2010年9月の初舞台「浅草あちゃらか」で末っ子の雛子役を演じた姿を見たときには、なかなかどうして堂々とした演技ぶりで、次のチャンスが来る日は遠くないだろうと思ったし、れいにゃん自身も、舞台「ロカボク」を観劇して「浅草あちゃらかぶりにやりたいな!(b^ー°)」と、舞台への思いも強くしていたが、意外にも2回目の舞台出演までに、3年5か月の時が流れてしまった。
この前れいにゃんの顔を見たのは、前回が2012年5月の、事務所の同僚である相楽さんが出演していた「ロカボク」のトークショーのゲストとして来ていたとき。その前が2011年10月の、彼女が縁切り様役で出演した映画「縁切り村」の舞台挨拶のとき。さらにその前まで遡って、ようやくK6「RESET」公演となる。
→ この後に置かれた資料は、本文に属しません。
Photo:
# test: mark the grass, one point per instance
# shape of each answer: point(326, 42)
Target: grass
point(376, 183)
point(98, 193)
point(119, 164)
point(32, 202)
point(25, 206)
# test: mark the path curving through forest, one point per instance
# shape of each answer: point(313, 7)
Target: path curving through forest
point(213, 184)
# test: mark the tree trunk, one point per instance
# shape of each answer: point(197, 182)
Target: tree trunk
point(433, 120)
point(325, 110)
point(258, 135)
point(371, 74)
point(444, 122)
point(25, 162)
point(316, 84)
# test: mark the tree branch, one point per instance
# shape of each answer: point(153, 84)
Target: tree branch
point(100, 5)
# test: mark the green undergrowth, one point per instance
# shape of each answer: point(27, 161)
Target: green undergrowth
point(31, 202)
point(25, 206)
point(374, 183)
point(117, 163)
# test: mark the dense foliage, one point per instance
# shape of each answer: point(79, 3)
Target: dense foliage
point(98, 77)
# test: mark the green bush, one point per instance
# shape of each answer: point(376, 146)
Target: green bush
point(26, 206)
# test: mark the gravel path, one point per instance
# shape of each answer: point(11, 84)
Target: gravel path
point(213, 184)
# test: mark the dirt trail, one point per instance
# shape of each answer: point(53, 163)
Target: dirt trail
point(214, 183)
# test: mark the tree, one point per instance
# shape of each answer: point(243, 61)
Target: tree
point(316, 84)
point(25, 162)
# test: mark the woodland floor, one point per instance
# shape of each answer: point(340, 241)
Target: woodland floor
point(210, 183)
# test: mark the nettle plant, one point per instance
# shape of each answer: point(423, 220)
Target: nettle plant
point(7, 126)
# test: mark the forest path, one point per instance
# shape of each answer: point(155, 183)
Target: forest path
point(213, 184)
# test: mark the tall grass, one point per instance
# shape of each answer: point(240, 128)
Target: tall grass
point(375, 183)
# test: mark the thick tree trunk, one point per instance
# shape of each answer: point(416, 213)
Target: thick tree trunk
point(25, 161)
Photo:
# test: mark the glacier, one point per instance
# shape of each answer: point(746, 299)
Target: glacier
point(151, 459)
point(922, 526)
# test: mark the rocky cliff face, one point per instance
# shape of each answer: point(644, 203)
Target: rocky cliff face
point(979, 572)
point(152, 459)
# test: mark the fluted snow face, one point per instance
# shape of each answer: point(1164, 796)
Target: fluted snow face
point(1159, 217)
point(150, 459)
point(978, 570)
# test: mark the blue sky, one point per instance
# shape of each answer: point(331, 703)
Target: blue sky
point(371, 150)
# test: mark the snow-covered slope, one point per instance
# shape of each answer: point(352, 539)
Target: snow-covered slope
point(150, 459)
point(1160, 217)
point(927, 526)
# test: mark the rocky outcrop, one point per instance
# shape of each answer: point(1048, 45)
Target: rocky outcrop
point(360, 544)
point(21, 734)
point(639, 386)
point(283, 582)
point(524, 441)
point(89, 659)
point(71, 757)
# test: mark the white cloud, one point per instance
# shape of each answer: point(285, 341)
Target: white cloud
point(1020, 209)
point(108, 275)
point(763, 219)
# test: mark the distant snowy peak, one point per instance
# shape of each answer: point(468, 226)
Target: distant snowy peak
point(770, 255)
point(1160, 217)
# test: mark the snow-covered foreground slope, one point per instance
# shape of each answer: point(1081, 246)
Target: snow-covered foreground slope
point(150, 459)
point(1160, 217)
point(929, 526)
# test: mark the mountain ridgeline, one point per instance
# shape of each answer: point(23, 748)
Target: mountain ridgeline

「縁切り村」では村人に虐げられた怨みで縁切り様になってしまい、今作では幼い頃に催眠術によって「人虎」になってしまったれいにゃん。彼女の容貌に、人外を演じさせてみたくなるような要素があるということだろうか。普段から表情は豊かなので、演技でも、役の感情の起伏の激しさを表情に出し、トランスモードや人喰いモードでも、時にコミカルに、時に激しく演じていた。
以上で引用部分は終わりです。